LETTERA A RUGGERO GUARINI
Gentile Ruggero Guarini,
è vero, le idee producono effetti e le idee di grandi pensatori come Jean Baudrillard, nutrono il mondo e stimolano la riflessione, anche se a riflettere non è un filosofo, ma un’artista-coreografa che scrive appunto con il corpo, nel tempo, nello spazio, e non con la penna e l’inchiostro sul foglio. Si produce così una straordinaria quanto soprendete catena che dalla carta passa al palcoscenico, fluttua invevitabilmente (!) nel mondo virtuale di Google, per tornare alla carta. Certo non è la prima volta che coreografi si ispirano a filosofi, e che coreografi contemporanei si ispirano a filosofi contemporanei, eppure, che questa cosa accada in Italia e sprattutto che accada a Napoli, ad opera di una napoletana è (stranamente) sorprendente ed io mi soprendo – con un sorriso – che sia sorprendente.
Inaspettato davvero trovarmi ad entrare, per qualche riga, nel Suo Fisimario di sabato scorso, 17 marzo, dedicato alla commemorazione di Baudrillard. Articolo che parte dal mio Mensch – über Schönheit e dal corpo per aprirsi sulla querelle del dopo 11 settembre e delle sorpendenti (?) quanto dirompenti affermazioni di Karleinz Stockhausen, di Susan Sontag e su tutti di Jean Baudrillard.

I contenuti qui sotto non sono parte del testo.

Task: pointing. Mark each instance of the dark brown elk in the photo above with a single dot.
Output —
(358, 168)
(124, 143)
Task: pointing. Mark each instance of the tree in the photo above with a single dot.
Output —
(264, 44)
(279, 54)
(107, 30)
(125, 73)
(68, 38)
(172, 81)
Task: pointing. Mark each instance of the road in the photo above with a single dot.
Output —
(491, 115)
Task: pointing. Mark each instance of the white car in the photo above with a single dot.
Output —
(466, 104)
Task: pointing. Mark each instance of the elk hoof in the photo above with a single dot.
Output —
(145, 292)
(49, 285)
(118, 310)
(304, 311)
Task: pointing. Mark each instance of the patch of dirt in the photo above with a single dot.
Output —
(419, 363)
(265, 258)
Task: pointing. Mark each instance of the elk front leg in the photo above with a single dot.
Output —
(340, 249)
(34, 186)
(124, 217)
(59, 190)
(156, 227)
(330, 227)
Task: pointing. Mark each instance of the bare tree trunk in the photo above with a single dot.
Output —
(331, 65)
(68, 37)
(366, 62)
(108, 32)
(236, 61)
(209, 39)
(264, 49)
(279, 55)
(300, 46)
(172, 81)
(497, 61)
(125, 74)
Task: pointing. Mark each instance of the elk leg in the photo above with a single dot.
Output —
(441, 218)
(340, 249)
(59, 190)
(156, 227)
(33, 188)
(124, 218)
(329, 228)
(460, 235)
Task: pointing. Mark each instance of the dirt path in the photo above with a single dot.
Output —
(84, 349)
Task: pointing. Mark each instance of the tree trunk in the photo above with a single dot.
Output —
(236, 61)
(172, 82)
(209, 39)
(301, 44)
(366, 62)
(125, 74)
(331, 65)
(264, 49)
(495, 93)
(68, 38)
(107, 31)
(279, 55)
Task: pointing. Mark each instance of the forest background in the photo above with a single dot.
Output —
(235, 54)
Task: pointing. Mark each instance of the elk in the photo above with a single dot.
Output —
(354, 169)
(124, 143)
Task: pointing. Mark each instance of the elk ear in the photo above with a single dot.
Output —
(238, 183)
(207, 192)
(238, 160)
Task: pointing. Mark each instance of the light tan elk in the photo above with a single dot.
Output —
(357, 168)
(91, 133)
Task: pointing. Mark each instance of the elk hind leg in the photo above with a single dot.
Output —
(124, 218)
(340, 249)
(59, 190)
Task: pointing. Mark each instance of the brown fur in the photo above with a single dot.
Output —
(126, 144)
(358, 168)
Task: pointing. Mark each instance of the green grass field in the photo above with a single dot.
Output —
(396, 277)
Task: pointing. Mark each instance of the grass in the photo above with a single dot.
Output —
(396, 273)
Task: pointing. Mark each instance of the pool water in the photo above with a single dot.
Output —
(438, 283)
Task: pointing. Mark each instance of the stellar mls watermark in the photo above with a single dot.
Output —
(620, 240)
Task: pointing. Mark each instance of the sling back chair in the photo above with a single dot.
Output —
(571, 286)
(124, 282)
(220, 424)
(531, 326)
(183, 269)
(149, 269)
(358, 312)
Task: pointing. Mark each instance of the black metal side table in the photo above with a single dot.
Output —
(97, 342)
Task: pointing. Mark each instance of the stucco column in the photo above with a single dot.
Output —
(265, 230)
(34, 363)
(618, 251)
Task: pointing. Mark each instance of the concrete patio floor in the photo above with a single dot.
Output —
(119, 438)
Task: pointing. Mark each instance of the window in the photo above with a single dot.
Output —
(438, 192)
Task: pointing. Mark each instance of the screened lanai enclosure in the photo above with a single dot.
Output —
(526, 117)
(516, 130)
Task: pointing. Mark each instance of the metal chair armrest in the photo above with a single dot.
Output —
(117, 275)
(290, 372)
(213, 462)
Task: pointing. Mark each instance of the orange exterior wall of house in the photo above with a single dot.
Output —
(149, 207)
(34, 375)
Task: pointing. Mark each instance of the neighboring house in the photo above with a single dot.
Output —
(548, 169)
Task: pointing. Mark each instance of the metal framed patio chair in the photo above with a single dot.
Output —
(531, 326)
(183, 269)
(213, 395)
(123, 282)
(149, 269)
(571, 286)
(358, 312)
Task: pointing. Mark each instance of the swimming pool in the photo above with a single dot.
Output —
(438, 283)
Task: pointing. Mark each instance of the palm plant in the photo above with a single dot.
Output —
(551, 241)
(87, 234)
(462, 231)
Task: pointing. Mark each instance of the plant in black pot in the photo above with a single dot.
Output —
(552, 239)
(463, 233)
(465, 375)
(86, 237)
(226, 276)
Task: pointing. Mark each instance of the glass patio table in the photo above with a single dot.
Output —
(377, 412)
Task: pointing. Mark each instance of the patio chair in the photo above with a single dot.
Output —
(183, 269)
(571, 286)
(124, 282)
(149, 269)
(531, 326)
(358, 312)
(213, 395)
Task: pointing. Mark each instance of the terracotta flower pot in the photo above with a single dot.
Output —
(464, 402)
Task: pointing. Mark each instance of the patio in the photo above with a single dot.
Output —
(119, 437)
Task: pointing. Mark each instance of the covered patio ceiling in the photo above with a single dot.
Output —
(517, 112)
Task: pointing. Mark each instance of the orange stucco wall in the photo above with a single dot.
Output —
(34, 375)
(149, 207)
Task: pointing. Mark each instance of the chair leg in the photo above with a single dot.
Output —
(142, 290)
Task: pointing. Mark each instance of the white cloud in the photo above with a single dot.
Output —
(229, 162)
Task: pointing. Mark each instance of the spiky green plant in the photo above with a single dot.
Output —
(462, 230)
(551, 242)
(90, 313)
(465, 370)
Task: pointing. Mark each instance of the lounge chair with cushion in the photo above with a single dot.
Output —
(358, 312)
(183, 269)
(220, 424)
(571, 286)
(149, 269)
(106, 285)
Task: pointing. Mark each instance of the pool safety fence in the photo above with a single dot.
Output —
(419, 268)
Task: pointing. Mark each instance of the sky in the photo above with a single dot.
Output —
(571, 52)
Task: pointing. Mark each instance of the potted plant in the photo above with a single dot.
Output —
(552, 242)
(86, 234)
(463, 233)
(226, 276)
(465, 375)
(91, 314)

Mi chiede se sia filosoficamente e coreuticamente corretto affermare che anche i corpi dell’11 settembre fossero “corpi-macchina, esibiti e plastificati”. Seguendo la logia ed il pensiero di Baudrillard dobbiamo rispondere positivamente, e unendomi al pensiero/provocazione di Karleinz Stockhausen penso sia corretto anche coreuticamente affermare quanto Lei afferma, non abbiamo assistito alla più “sconvolgente” danza quel giorno? Io stessa sono tra i tanti ad essere stata testimone oculare, in un pub a Londra, di quello che mi è apparso allora come un video-clip musicale, prima di capire che “era tutto vero”. E’ questa credo una delle più interessanti e urgenti questioni del nostro tempo, il continuo spostarsi del limite tra pubblico e privato, se questo limite esiste. Altra stimolante riflessione riguarda la questione della “assunzione di responsabilità”. Questioni che occupano la mia ricerca artistica e che sono temi ricorrenti dei miei lavori.
Ho letto con interesse il Suo articolo ed ho apprezzato il fatto che Lei mi inviti al dialogo con la proposta di una nuova tesi su cui lavorare: “la nostra volontà di potenza può solo esacerbare la volontà di distruggerla per cui è lei stessa complice della propria distruzione”. Già da qulache anno ho inziato a lavorare all’idea dei giochi di potere tra individui, gruppi e società e spero con il suo incoraggiamento di riuscire a sviluppare e approfondire il lavoro anche in questa direzione, quindi La ringrazio per le Sue parole e riflessioni che è stato un onore vedere rivolte a me.
Una piccola correzione a onor del vero: Mensch è stato creato su commande del Goethe Institut Neapel dove è stato rappresentato la prima volta, mentre al PAN è stato presentato solo in video nell’ambito del Festival Il Coreografo Elettronico.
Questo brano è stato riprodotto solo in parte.